Until recently, I have not actively practiced sankalpa during asana. Not because I do not believe in its power, but because I have trained my attention to rest on my breath and the postures, which I find to be challenging enough. Unless reminded by the yoga teacher, I simply forget to return my attention to my intention.
My personal commitment to practice sankalpa with asana was sparked by my studies to become a yoga therapist. Robert Butera, PhD, founder of the YogaLife Institute, explains in his book, Yoga Therapy for Stress and Anxiety, that the innate benefits of yoga postures are amplified when we perform them with intention.
Butera writes, “By holding a spiritual intention such as peacefulness, compassion, or self-love, you will experience its impression upon your states of mind, body, and breath.”
When we combine sankalpa with asana, we merge the innate power of yoga postures with our innate power to manifest what we want to create in our lives.
I call this embodied intention. How, then, do we embody our sankalpa during asana? How do we hold an intention for the duration of class with the same emphasis as we do on the breath and movement?
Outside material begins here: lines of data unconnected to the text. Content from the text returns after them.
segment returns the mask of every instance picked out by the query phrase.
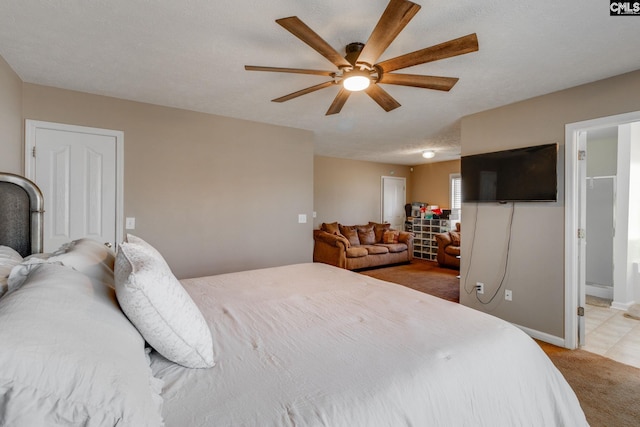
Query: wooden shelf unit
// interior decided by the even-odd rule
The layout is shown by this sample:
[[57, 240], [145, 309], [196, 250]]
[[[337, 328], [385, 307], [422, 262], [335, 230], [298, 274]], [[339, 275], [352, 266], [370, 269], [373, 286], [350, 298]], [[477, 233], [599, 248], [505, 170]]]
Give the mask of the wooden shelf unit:
[[413, 257], [435, 261], [438, 255], [438, 242], [435, 235], [451, 230], [448, 219], [413, 218], [411, 228], [413, 239]]

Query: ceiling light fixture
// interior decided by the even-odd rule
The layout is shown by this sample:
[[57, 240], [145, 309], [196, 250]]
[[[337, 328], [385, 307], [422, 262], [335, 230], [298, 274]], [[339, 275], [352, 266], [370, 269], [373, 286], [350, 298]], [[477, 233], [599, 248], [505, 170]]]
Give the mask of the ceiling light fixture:
[[342, 86], [352, 92], [365, 90], [370, 83], [369, 73], [363, 70], [347, 71], [342, 79]]

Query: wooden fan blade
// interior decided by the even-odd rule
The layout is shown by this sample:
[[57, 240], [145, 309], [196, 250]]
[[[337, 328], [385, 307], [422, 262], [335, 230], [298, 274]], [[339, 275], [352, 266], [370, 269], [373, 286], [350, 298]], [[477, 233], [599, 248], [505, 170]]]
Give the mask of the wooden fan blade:
[[420, 5], [410, 1], [391, 0], [360, 52], [357, 63], [372, 67], [419, 10]]
[[306, 95], [311, 92], [315, 92], [316, 90], [324, 89], [325, 87], [333, 86], [335, 83], [333, 81], [320, 83], [319, 85], [311, 86], [306, 89], [299, 90], [297, 92], [290, 93], [289, 95], [281, 96], [280, 98], [272, 99], [272, 102], [285, 102], [293, 98], [297, 98], [302, 95]]
[[465, 53], [478, 50], [478, 36], [475, 33], [458, 39], [449, 40], [439, 45], [416, 50], [415, 52], [397, 56], [376, 64], [385, 73], [400, 70], [426, 62], [437, 61], [439, 59], [451, 58], [453, 56], [464, 55]]
[[276, 19], [276, 22], [282, 25], [291, 34], [311, 46], [316, 52], [327, 58], [336, 67], [351, 67], [349, 61], [344, 59], [344, 57], [340, 55], [338, 51], [332, 48], [329, 43], [324, 41], [322, 37], [316, 34], [297, 16]]
[[329, 76], [329, 77], [336, 76], [336, 73], [333, 71], [307, 70], [305, 68], [280, 68], [280, 67], [261, 67], [259, 65], [245, 65], [244, 69], [247, 71], [273, 71], [277, 73], [314, 74], [317, 76]]
[[384, 109], [384, 111], [389, 112], [391, 110], [395, 110], [400, 106], [400, 103], [398, 101], [393, 99], [393, 97], [389, 95], [387, 91], [382, 89], [377, 84], [370, 85], [364, 91], [367, 92], [367, 95], [369, 95], [374, 101], [376, 101], [378, 105]]
[[327, 110], [325, 116], [338, 114], [340, 110], [342, 110], [344, 103], [347, 102], [347, 99], [349, 99], [349, 95], [351, 95], [351, 91], [341, 87], [340, 92], [338, 92], [336, 97], [333, 99], [333, 102], [331, 103], [331, 106]]
[[378, 83], [421, 87], [424, 89], [435, 89], [450, 91], [451, 88], [458, 82], [455, 77], [437, 77], [437, 76], [422, 76], [418, 74], [391, 74], [383, 73], [378, 78]]

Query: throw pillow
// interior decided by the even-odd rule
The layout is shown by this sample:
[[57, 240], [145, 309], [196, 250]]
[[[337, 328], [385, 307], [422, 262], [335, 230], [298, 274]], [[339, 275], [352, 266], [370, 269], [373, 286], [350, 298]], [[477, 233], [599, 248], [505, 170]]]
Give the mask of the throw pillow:
[[376, 235], [373, 232], [373, 225], [359, 225], [358, 239], [361, 245], [374, 245], [376, 243]]
[[9, 246], [0, 246], [0, 297], [8, 290], [11, 270], [22, 262], [22, 255]]
[[60, 264], [37, 267], [0, 298], [0, 423], [162, 425], [162, 381], [115, 291]]
[[155, 249], [120, 244], [115, 282], [122, 311], [158, 353], [187, 368], [214, 366], [202, 313]]
[[113, 287], [113, 265], [116, 254], [113, 249], [97, 240], [82, 238], [66, 243], [55, 251], [48, 262], [59, 262], [86, 274], [98, 283]]
[[340, 228], [338, 227], [338, 222], [332, 222], [330, 224], [323, 222], [320, 229], [322, 231], [326, 231], [329, 234], [336, 234], [336, 235], [340, 234]]
[[369, 222], [369, 225], [373, 225], [373, 232], [376, 235], [376, 243], [382, 243], [382, 237], [384, 232], [391, 228], [391, 224], [380, 224], [377, 222]]
[[360, 245], [360, 238], [358, 237], [358, 230], [356, 227], [347, 225], [339, 225], [339, 227], [340, 234], [349, 239], [351, 246]]
[[398, 243], [398, 237], [400, 236], [400, 232], [397, 230], [389, 230], [385, 231], [383, 235], [383, 243], [387, 245], [392, 245], [394, 243]]

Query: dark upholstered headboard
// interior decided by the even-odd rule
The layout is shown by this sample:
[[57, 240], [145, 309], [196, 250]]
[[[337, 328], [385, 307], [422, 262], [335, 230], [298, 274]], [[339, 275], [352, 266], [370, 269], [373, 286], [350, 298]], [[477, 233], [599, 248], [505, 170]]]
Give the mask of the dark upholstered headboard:
[[32, 181], [0, 172], [0, 245], [23, 257], [42, 252], [44, 202]]

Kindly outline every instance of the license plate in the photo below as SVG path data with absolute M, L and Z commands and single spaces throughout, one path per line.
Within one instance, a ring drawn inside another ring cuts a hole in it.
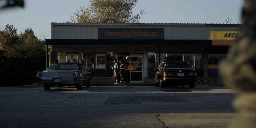
M 53 82 L 60 82 L 60 78 L 53 79 Z
M 184 76 L 184 74 L 183 73 L 178 73 L 178 76 Z

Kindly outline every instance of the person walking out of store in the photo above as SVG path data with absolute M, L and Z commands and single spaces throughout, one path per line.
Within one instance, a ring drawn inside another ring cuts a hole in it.
M 113 68 L 113 67 L 112 67 L 112 69 L 114 68 L 114 69 L 113 77 L 114 79 L 116 81 L 116 83 L 115 83 L 114 84 L 119 84 L 119 83 L 118 83 L 118 82 L 119 81 L 119 73 L 120 68 L 120 64 L 117 61 L 116 58 L 114 59 L 114 62 L 115 62 L 115 65 L 114 66 L 114 68 Z
M 125 84 L 124 79 L 124 76 L 126 74 L 126 71 L 124 69 L 124 61 L 123 59 L 120 59 L 119 60 L 120 62 L 120 76 L 121 77 L 121 80 L 120 81 L 120 83 L 122 83 L 122 81 L 124 81 L 124 84 Z

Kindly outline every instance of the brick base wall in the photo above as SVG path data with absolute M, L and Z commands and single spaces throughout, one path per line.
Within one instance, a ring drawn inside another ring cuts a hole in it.
M 113 78 L 93 77 L 91 81 L 91 84 L 113 84 L 116 82 Z

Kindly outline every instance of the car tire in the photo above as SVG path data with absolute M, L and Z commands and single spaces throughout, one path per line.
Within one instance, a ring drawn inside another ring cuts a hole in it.
M 164 81 L 162 78 L 160 79 L 160 87 L 162 89 L 164 89 L 165 87 L 165 83 Z
M 159 83 L 157 83 L 156 82 L 156 78 L 155 78 L 155 86 L 156 87 L 158 87 L 159 86 Z
M 47 91 L 50 90 L 50 89 L 51 89 L 51 86 L 50 85 L 45 84 L 44 85 L 44 90 Z
M 194 88 L 195 87 L 195 83 L 191 83 L 189 84 L 189 88 Z
M 77 90 L 82 90 L 82 89 L 83 87 L 83 83 L 81 83 L 80 84 L 77 84 L 76 85 L 75 87 L 77 88 Z
M 181 86 L 182 87 L 186 87 L 186 83 L 182 83 L 181 85 Z
M 86 87 L 91 87 L 91 81 L 89 81 L 89 82 L 86 83 Z

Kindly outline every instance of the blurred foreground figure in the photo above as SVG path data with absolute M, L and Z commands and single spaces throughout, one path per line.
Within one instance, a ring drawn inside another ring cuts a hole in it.
M 233 106 L 237 115 L 229 127 L 256 127 L 256 1 L 245 0 L 240 38 L 230 49 L 220 71 L 239 93 Z

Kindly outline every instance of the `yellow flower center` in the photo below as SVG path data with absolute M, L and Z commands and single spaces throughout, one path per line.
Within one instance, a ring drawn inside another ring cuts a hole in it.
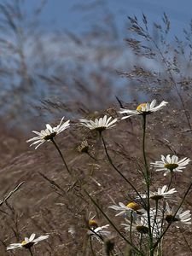
M 137 211 L 137 210 L 141 209 L 141 207 L 138 204 L 137 204 L 133 201 L 128 203 L 128 205 L 126 205 L 126 207 L 128 208 L 131 208 L 131 209 L 134 210 L 134 211 Z
M 56 131 L 52 132 L 51 134 L 46 135 L 44 139 L 45 141 L 49 141 L 51 140 L 52 138 L 54 138 L 56 136 Z
M 140 105 L 138 105 L 138 107 L 137 108 L 137 111 L 142 112 L 142 108 L 143 107 L 146 107 L 147 103 L 142 103 Z
M 136 227 L 136 230 L 139 232 L 139 233 L 142 233 L 142 234 L 148 234 L 148 228 L 146 227 L 146 226 L 140 226 L 140 225 L 137 225 Z
M 166 217 L 166 220 L 170 223 L 170 222 L 174 222 L 174 221 L 178 221 L 179 218 L 174 217 L 173 218 L 173 215 L 172 214 L 167 214 Z
M 177 168 L 178 165 L 177 164 L 166 164 L 164 166 L 164 167 L 166 167 L 166 169 L 169 169 L 170 171 L 172 171 L 172 170 Z
M 154 195 L 150 196 L 150 199 L 156 200 L 156 201 L 162 199 L 162 198 L 164 198 L 164 196 L 161 195 Z
M 93 229 L 98 228 L 97 222 L 95 219 L 90 219 L 89 220 L 89 226 L 90 228 L 93 228 Z
M 33 246 L 33 242 L 32 241 L 26 241 L 25 240 L 23 241 L 21 241 L 21 246 L 26 248 L 26 249 L 29 249 Z
M 21 246 L 24 246 L 24 245 L 26 245 L 26 241 L 24 240 L 23 241 L 21 241 Z
M 100 127 L 96 127 L 95 128 L 96 131 L 98 131 L 99 132 L 102 132 L 102 131 L 106 130 L 107 127 L 106 126 L 100 126 Z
I have discovered in my own practice that, like breathing and moving, embodying an intention is a sensory experience. In this way, sankalpa becomes another point of meditation that is not separate from my breath and movement. I bring together intention, breath, and movement to manifest the benefits that each offer individually and together.
Here are five possible ways that you can practice embodied intention during asana.
1. State your intention. Identify a value that you want to bring into your life. A single word or short phrase will be the easiest to remember. Stand tall and relaxed as you say your sankalpa to yourself. Imagine the word or phrase mapping itself across your heart and mind
2. See your intention. Give your intention visual qualities. See the word(s) in your mind—the curve of the letters, the shape of the words. Assign it a color or symbol. As you move from pose to pose, see these visual aspects in your mind. As you look up and reach up, see your intention and become open to what may be. As you fold forward, bow with an attitude of respect to yourself and your innate power to manifest your intention.
3. Hear your intention. Breathe into your intention as if you are breathing it to life. Hear the rhythmic sound of your breath. With each inhale, breath your intention deeper inward. Allow each exhale to affirm your sankalpa. Consciously listen as you move your intention to your center and bring it out into the world.
4. Feel your intention. Connect with poses that bring your sankalpa to life. For example, lately my sankalpa is, “I trust myself.” During balancing poses my perfectionistic tendencies tend to kick in. To keep those tendencies in check, I must breathe deeper and trust that my poses are perfect as they are. I imagine the word “trust” mapped onto the shape of my poses so as to “feel” my intention as well as to honor it.
5. Bring it all together in Savasana. Savasana offers the ideal opportunity to bring together the total sensory experience of sankalpa and asana. As we lie in stillness, we can see, hear and feel our intention—we experience its impression upon our mind, body, and breath.
Through the repetition of these practices, we fortify our innate power to manifest what we want to create in our lives. Ultimately, we each can find unique ways to practice sankalpa and embody our intention off our mats, so that our words, actions, and decisions align with our sankalpa.